Maybe saying that so many people I know were boring was a little harsh.  What I meant was so often I have to do all the work in social settings.  I mean, let's face it.  Conversation is work.  Sadly, too few people are willing to do it.  Can't tell you how many parties I have been to where people sit like bumps on logs -- the worst social sin one could commit in my late mother's world. 

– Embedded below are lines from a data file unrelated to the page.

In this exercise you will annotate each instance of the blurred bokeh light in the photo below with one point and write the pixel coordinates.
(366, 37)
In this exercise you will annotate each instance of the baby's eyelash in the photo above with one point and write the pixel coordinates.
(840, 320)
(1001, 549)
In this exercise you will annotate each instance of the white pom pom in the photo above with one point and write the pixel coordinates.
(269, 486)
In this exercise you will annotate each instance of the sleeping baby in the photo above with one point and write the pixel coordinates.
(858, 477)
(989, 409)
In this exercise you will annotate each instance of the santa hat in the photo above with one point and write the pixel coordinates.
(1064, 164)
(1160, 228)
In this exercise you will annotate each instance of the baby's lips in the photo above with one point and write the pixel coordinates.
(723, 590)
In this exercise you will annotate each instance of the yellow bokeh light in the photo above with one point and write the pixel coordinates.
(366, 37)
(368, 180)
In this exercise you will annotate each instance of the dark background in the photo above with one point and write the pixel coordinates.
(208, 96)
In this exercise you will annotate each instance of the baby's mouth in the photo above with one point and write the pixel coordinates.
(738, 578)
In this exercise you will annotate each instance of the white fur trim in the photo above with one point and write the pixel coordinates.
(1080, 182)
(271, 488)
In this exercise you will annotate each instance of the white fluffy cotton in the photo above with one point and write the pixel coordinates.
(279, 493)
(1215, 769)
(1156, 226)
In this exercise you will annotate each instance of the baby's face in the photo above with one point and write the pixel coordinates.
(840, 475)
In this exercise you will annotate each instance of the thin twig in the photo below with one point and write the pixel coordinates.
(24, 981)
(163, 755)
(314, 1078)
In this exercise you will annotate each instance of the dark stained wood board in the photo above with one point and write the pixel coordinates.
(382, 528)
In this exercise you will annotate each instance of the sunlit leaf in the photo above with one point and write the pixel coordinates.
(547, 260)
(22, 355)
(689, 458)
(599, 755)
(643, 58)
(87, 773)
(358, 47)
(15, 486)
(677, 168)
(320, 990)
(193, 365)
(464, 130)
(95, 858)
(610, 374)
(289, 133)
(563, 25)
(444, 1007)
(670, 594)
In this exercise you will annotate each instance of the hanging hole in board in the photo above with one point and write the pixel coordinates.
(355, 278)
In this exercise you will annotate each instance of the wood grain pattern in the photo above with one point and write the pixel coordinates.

"Don't sit there like a bump on a log," she used to admonish under her breath with a beaming smile.  "Speak to a person."  It was an ironclad rule in our house.  And shy?  That was simply another word for "rude" and she would not tolerate it.  I am very grateful for all she taught me about socializing because it has saved my sorry ass on more than one occasion.  Funnily, four topics were taboo:  money, religion, sex and politics.  Try filling an evening without those cushions, but that was how it was.  Actually, makes life so much easier if you don't know how much money someone has, or what their religion is.    

Actually, I like many people -- most folks I know, in fact.  Love most people at the pool, most at our parish and all of my facebook "friends"; any I didn't have been "unfriended".  So, didn't mean to come off as arrogant and if I did, forgive me. 

Sunday, November 1, 2015

Boring

I was trying to figure out who in my life was not boring.  Couldn't think of a single soul.  Going through my old boyfriends, I realized they were all boring -- which was why I didn't marry any of them.  My ex-husband, however, was someone who was not boring, which was why I married him.  My current husband was also not boring, which was why I married him.

The Brits say the worst social sin one can commit is to be a bore.  Hear, hear!  For me, the definition of a bore is someone who is predictable.  I mean, when one is at a dinner party and knows exactly what a table companion will say......it's boring!  B and I went through everyone we knew and came up with.....bores.  The only people we could think of who were not boring were his grandfather and my father.  Everyone else was banal and predictable.   

I am sure I sound egomaniacal and I know I am a bore to many people I encounter because I am definite.  I see life in black-and-white, which is why I have a blog.  Oh, to meet someone who is not boring!